Today marks 6 months and 18 days since surgery, and 5 months and 18 days since activation. The last entry I wrote about the Cochlear Implant was back in June.
Not much has really changed since June. I’ve been steadily improving, slowly but surely. Things still continue to sound better over time. I can even enjoy music a little bit now, I have noticed as of the last couple of weeks that I am hearing more of the music.
About 3 or 4 weeks ago, though, I showed up for a audio therapy appointment and Tami started me on the phone right off the bat. It didn’t work out very well and had me frustrated, so the rest of the entire appointment went very badly. I seemed to be missing out on everything.
At first we thought it was just because I got frustrated right off the bat, but over the next couple of weeks I noticed I was asking people to repeat themselves more than normal and having more trouble understanding speech. I still don’t know if it was just my brain playing tricks on me or if there was something messed up with my implant or my hearing nerve. But during the last week or so I haven’t noticed it as much, so it’s either gotten better or I got used to it. But I still didn’t think I could hear as well as I had been.
I saw Dr. Wolfe today for another mapping, and we brought that up. He put me in the booth and I did not do as well as I did last time, I don’t think. But he said I still did pretty well. He said that maybe with a new map, things would improve, that maybe that’s all I really needed. So we went into the mapping room and he did all the usual stuff he does at mappings, put me on a new map and put 2 other maps on the processor, each one a little louder. He wanted me to try to work up to the loudest map by the end of 3 months, when I see him again. He also discussed trying to tweak the hearing aid to work with my implant and to not trigger meniere’s attacks, so that my auditory nerve in that ear won’t atrophy. He went ahead and tried, but he couldn’t do much with it.
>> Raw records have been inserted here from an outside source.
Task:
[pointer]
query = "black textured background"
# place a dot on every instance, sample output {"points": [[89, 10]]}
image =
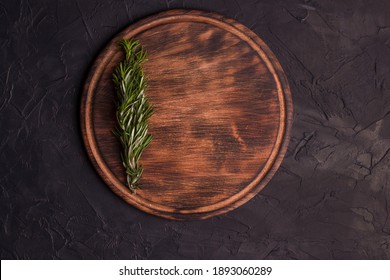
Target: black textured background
{"points": [[330, 198]]}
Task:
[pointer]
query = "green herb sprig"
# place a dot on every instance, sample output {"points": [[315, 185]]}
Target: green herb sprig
{"points": [[133, 110]]}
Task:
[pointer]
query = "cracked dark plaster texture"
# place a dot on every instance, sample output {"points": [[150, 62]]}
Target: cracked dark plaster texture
{"points": [[329, 200]]}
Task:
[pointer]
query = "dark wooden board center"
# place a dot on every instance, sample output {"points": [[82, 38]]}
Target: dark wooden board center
{"points": [[222, 115]]}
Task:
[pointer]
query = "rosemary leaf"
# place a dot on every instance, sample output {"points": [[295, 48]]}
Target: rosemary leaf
{"points": [[133, 110]]}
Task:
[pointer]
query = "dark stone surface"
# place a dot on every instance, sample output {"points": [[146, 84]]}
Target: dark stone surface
{"points": [[329, 200]]}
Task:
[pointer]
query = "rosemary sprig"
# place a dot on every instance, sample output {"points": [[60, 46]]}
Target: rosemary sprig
{"points": [[133, 110]]}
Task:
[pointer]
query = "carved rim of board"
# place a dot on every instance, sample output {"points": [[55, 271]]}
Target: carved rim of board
{"points": [[278, 151]]}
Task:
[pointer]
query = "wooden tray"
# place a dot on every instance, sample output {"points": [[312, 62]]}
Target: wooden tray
{"points": [[222, 119]]}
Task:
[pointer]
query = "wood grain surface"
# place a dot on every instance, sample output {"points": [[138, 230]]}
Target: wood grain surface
{"points": [[223, 115]]}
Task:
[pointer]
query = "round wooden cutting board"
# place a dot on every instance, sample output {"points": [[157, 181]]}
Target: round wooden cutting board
{"points": [[222, 120]]}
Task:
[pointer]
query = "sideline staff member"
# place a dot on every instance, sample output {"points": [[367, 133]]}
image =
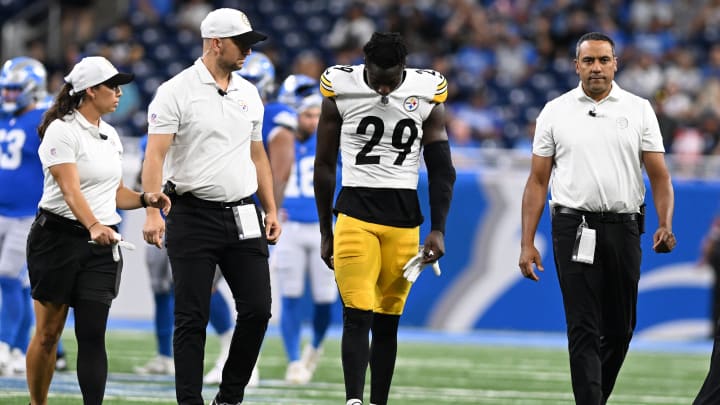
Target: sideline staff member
{"points": [[205, 126], [82, 162], [596, 138], [379, 115]]}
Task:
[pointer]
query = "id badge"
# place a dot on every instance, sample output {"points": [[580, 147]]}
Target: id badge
{"points": [[246, 221], [584, 249]]}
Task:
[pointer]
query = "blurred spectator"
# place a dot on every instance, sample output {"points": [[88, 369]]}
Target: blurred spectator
{"points": [[708, 100], [309, 63], [77, 21], [153, 10], [710, 254], [192, 12], [484, 120], [676, 103], [683, 71], [642, 75], [515, 57], [352, 30]]}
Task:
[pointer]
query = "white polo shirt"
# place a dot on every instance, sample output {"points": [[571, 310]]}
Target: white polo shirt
{"points": [[99, 164], [210, 152], [597, 159]]}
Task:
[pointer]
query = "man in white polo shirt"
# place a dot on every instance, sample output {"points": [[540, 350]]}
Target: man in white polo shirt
{"points": [[205, 131], [594, 140]]}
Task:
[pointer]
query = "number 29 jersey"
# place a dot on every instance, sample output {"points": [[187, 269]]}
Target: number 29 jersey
{"points": [[381, 137], [380, 142]]}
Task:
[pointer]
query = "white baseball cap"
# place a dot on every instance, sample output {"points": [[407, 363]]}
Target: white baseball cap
{"points": [[94, 70], [227, 23]]}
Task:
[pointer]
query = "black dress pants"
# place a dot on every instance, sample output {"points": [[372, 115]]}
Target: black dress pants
{"points": [[197, 239], [600, 300]]}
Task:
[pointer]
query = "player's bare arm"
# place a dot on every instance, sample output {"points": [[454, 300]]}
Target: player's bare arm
{"points": [[663, 196], [281, 152], [152, 173], [265, 191], [533, 203], [328, 143], [441, 178]]}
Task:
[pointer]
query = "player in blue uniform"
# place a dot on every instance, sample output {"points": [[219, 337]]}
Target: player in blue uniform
{"points": [[22, 88], [298, 255]]}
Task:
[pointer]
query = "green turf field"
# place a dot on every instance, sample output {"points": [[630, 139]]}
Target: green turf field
{"points": [[426, 373]]}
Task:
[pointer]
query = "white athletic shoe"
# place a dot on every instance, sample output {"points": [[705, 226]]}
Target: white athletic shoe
{"points": [[161, 365], [17, 362], [5, 359], [254, 378], [297, 373], [310, 358]]}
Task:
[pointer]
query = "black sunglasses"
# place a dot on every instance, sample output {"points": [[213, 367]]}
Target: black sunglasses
{"points": [[242, 45]]}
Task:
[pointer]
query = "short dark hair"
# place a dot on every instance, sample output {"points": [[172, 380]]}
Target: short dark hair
{"points": [[594, 36], [385, 49]]}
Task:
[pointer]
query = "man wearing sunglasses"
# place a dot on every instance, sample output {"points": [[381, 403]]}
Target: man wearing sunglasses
{"points": [[205, 133]]}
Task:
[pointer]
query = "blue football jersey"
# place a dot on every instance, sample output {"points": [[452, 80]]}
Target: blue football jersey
{"points": [[21, 174], [299, 200], [277, 115]]}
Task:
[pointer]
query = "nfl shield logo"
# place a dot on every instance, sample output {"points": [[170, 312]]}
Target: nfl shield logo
{"points": [[411, 103]]}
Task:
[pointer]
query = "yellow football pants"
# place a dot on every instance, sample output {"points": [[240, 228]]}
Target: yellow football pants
{"points": [[368, 264]]}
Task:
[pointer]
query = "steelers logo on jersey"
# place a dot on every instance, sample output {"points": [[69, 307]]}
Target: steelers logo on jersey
{"points": [[411, 103]]}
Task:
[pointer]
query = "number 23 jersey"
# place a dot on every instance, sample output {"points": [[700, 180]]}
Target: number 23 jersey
{"points": [[381, 137]]}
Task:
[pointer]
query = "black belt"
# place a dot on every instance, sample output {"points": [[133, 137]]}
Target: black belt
{"points": [[600, 216], [191, 200], [59, 223]]}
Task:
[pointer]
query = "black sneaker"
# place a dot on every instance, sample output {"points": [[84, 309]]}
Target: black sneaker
{"points": [[216, 401], [61, 363]]}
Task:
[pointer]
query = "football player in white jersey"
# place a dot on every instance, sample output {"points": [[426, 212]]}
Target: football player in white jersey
{"points": [[379, 116]]}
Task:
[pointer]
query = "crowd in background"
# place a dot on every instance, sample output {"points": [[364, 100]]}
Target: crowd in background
{"points": [[503, 58]]}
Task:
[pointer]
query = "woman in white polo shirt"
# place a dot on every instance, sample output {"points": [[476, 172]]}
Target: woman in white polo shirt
{"points": [[73, 258]]}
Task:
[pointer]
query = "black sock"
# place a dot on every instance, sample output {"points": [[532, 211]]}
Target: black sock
{"points": [[90, 323], [355, 350], [383, 352]]}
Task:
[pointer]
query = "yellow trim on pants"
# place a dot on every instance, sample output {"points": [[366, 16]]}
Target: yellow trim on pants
{"points": [[368, 264]]}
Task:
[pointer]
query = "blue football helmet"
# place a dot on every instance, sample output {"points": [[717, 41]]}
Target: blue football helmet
{"points": [[259, 70], [295, 88], [24, 81]]}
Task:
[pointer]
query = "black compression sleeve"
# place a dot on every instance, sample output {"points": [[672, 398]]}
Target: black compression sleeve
{"points": [[441, 178]]}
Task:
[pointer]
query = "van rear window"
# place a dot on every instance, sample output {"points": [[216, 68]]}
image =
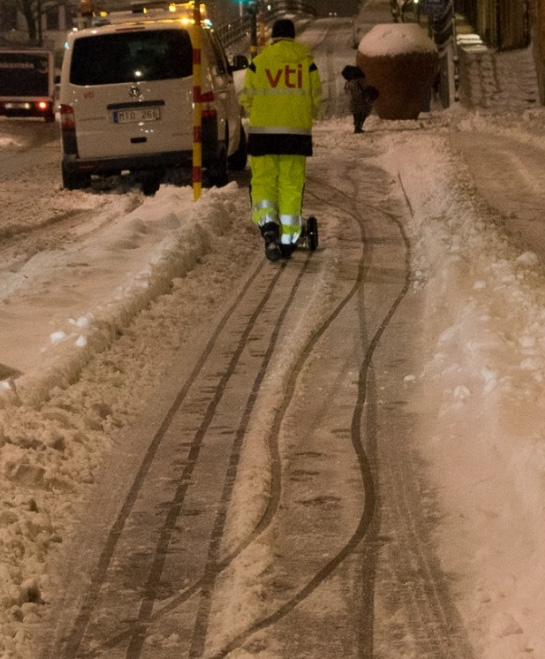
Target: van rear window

My biggest news since my last entry is that I am considering implanting my left ear! (The one with the hearing aid). I have already seen Dr. Baker about it and he put the letter of determination through to the insurance company. Now it’s just a matter of waiting to see what the insurance company’s response is. I hope they say yes, but it’s ok if they don’t because my grandparents have offered to pay for the second implant if the insurance won’t.
It would still be best if the insurance company decided to pay for most of it, though, because my grandparents are not the richest people in the world, so it would help save quite a bit of money for them. I am thinking about possibly not getting the implant if insurance doesn’t cover it, because I hate for them to spend that much of their money on me. They’ve done enough. I’m not going to worry about it right now though. I will make decisions upon recieving news from the insurance company.
I discussed a secodary implant a while back with Dr. Wolfe. I had told him that I would be needing a new hearing aid soon, because the one I have is about to break down for good. He brought up the idea of considering a second implant, because if the insurance covered it, it would actually end up being cheaper than a new hearing aid. He also said that he is pretty sure I would do very well with 2 implants, that I would end up being able to understand quite a bit of speech. I don’t doubt that a second implant would help a lot!
With just my hearing aid, I got 35% of words. With just the implant, I got 65% of words. With hearing aid and implant together, I got 85% of words. Dr. Wolfe said he’s pretty sure that with a second implant, with the two of them together, I could get 100% of words or close to it.
The way I see it, I don’t really have much to lose, especially now that music is starting to sound better. I’ll miss hearing “naturally”, but if wearing the hearing aid triggers meniere’s attacks and makes me feel sicker, and I’m not wearing it because of that, what’s the point? My hearing nerve in that ear will just atrophy if I don’t use it. And it’s done too well to let it atrophy. Besides, everything just sounds muffled now with the hearing aid. So I decided to go ahead and implant that ear because I will get a lot more out of it than I would otherwise. I even canceled my classes in college for this semester, knowing that I won’t be able to get the surgery and do classes at the same time.
I’m excited, but trying not to let myself get too excited about the whole thing because it always comes back and bites me in the ass when I get excited about anything.